Hey there, time traveller!
This article was published 14/11/2010 (3424 days ago), so information in it may no longer be current.
YANGON, Myanmar — Myanmar's democracy heroine, Aung San Suu Kyi, is vowing to press ahead in her decades-long fight for political liberty while also calling for compromise with other political parties and the ruling junta after taking her own first steps back to freedom.
Suu Kyi, who was freed from house arrest Saturday amid a divided political landscape and days after widely criticized elections, made clear she faces a precarious position: manoeuvring between the expectations of the country's pro-democracy movement and the realities of dealing with a clique of secretive generals who have kept her locked up for much of the past two decades.
"I've always believed in compromise," the Nobel Peace laureate told reporters Sunday in the dilapidated offices of her party, the National League for Democracy. "I am for national reconciliation. I am for dialogue. Whatever authority I have, I will use it to that end... I hope the people will support me."
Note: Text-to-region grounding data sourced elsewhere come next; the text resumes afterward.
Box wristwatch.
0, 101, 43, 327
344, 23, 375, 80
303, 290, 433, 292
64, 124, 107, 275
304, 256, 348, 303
This Southeast Asian nation, once known as Burma, has been ruled by the military since 1962, leaving it isolated from much of the international community and battered by poverty.
Earlier Sunday, Suu Kyi spoke to a rapturous crowd of as many as 10,000 people who jammed the street in front of the office.
She urged her followers to work for national reconciliation.
"If we want to get what we want, we have to do it in the right way; otherwise, we will not achieve our goal however noble or correct it may be," she cautioned.